森友疑惑終盤にみる現代日本政治の病理2018/03/23

 財務省が国会に提出した決裁文書が改竄されていた。これは何を意味するのか?税で運営される国家で、その出納を扱う役所が公的文書を書き換える。これ自体で国家的犯罪である。官庁の役人(公僕)が国務を果たさないどころか、国務を損なう。これでは国が成り立たない。

 ただし、役人自体にはそうするメリットがない。みずからの存在理由に反するからだ。だから役人は、自分がその一部として働く政府、それを現在統括している政権からの指示がなければそんなことはしない。現在の国家機構の中では、政権(内閣)が役人の上司に当たるからだ。直接には財務大臣、最終的には総理大臣である。

 かりに直接指示がなかったとしたら、実務担当として国会での答弁作成や説明を要求される役人は、政権の表明・答弁を支える対応をしなければならない。そう、いまの役人たちは考えているようだ(太田理財局長は答弁で「お仕えする方々…」と言った。本来なら、役人が「仕える」のは国であり国民であるはずだ。だが、内閣人事局が官僚人事を仕切り、政権を守る答弁に徹した官僚が「適材適所」とされて出世するという現状では、官僚は政権に「お仕えする」という意識になるのだろう)。だから、「有能な官僚」であるためには、政権の意向を汲んで先回りしてでも対応しなければならない(「部下」の「自発的隷従」ということだ)。そうしたら、役人にあるまじきことまでしてしまった、ということだ。そうさせるのが安倍政権だ。

 「ソンタク」どころの話ではない。意向通りにやれという暗黙の強制力がついてくる。だが、最初の決裁文書(改竄前)に、「森友学園への国有地特例払下げ」の事情について事細かな記述があるのは、財務省の役人たちがこの「特例」扱いに関して、自分たちでも申し開きができる事情を記録しておく必要があると考えた(自分たちの意志でやったのではない)からだろう。「特例扱い」の事情を示しておく必要がある。そのために、省内では詳しい文書が決済されたのだ。

 しかしそれは、政権側としては国会に出されては困るものだった(記録された事実は明るみに出されては困るし、それ以上に「…関係していたら議員も辞める」という首相答弁が跳ね返ってきてしまう)。だから「書き換え」が命じられる。実際には、官僚経験者の前川喜平氏が言うように、政権と官庁の役人のつなぎ役(経産省からの今井尚也首相補佐官)が財務省担当者に指示したと見るのが順当だろう。

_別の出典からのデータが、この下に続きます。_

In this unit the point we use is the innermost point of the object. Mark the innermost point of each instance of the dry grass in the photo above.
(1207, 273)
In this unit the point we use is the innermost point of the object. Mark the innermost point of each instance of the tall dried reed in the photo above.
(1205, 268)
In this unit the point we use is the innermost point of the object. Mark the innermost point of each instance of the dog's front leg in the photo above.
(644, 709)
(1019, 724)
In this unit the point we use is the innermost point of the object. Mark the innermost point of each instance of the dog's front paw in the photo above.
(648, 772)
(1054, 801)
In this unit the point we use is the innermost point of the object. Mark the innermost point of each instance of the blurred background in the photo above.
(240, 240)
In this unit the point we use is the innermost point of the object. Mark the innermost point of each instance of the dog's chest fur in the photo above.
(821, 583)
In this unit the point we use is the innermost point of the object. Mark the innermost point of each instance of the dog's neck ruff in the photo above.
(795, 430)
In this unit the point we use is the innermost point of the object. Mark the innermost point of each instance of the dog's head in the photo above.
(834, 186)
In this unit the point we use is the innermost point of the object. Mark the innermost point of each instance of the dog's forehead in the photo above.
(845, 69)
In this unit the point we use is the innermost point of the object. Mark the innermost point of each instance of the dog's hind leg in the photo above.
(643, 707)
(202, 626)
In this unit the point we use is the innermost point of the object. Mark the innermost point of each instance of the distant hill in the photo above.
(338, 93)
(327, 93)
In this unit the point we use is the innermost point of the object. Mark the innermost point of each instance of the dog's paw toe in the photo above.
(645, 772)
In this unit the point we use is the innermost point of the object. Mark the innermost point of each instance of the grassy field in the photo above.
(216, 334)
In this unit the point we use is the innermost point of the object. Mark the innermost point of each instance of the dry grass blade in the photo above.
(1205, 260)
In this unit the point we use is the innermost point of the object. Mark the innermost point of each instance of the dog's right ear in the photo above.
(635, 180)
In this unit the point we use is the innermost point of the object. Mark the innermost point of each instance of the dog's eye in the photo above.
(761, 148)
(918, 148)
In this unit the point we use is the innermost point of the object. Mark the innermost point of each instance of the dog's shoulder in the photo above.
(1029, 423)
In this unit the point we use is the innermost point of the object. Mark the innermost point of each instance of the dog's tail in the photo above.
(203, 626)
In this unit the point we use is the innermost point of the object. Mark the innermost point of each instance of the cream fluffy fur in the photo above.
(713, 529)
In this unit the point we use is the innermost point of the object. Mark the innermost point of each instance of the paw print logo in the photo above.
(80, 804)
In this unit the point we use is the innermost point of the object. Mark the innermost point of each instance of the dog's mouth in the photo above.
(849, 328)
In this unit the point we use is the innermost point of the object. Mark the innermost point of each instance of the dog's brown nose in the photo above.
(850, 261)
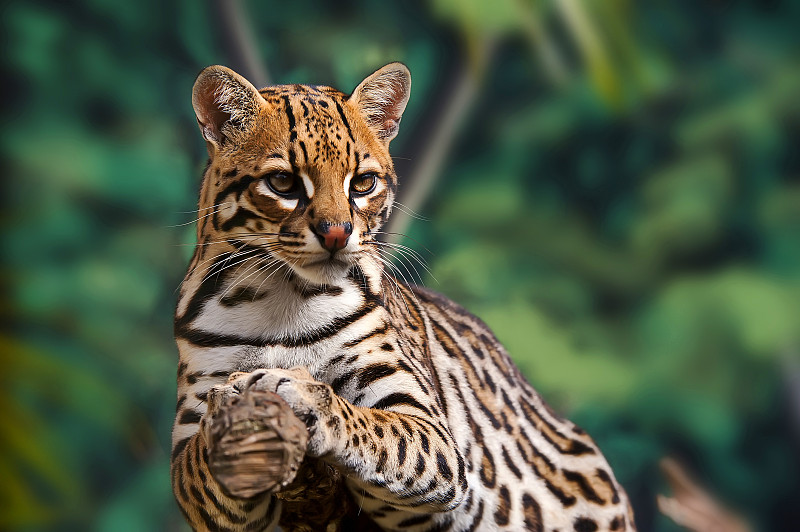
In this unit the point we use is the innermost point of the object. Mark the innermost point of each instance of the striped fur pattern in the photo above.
(405, 392)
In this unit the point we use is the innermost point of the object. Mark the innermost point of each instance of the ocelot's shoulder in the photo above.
(445, 305)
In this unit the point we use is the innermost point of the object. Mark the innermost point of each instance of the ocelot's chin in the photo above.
(325, 272)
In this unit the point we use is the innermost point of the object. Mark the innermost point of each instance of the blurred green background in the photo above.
(613, 186)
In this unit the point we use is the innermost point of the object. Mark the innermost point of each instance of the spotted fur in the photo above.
(405, 392)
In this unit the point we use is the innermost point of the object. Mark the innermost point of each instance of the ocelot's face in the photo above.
(308, 182)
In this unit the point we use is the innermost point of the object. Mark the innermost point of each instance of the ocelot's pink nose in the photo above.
(333, 237)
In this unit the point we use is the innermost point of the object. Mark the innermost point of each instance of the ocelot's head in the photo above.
(298, 173)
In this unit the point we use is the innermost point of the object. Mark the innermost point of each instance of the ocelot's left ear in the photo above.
(382, 98)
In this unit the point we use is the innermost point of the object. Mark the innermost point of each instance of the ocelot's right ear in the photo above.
(226, 105)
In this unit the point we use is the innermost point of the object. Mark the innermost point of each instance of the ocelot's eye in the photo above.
(363, 184)
(282, 183)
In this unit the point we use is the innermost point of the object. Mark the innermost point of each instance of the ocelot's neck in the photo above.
(262, 296)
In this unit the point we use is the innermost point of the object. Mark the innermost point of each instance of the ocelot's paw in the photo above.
(312, 401)
(255, 442)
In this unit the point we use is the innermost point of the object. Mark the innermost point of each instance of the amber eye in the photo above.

 そして「書き換え」は財務省、それも担当部署の理財局が独断で行ったこととされ、その責任が一年前のこの案件の発覚時の国会対応で「論功行賞」を受けた佐川国税庁長官(確定申告期間中に辞任)に押しつけられ、「佐川事件」とまで決めつけて(そう言ったのは西田議員だが、当の麻生財務相も「サガワ、サガワ」と呼び捨てにしていた)官邸から切り捨てられることになった。稚拙さ丸出しだが、この内閣はそれで通せると思っているようだ。

 佐川局長(当時)がその「有能さ」を官邸に示すために、省内でどのような暴圧を振るったのかは知らないが、財務省はこの間少なくとも2人の自殺者まで出している。死人に口なしと言うが、死ぬこと自体は雄弁である。下で働く者が生きていられないほどの圧迫を受けていたということだ(この問題ではすでにごみ処理業者が自殺している)。

 この件に関しては財務省だけでなく国交省も片棒をかついでいるようだが、財務省は決裁文書(国の行政記録となる公文書)の改竄まで行った。これは前代未聞と言われるように、国家行政の根幹を崩す不法行為である。いかなる政権もそれはやらなかった。財務省がそれだけの不祥事を起こしても、財務大臣が辞表も出さない。これがまた国家行政の責任体制を腐らせている。と同時に、この政権が官僚たちを飼い犬のようにしか扱っていないということも表している。。財務省の統括責任者なのに、権限だけ振るって自分のせいではないと居直るのだから。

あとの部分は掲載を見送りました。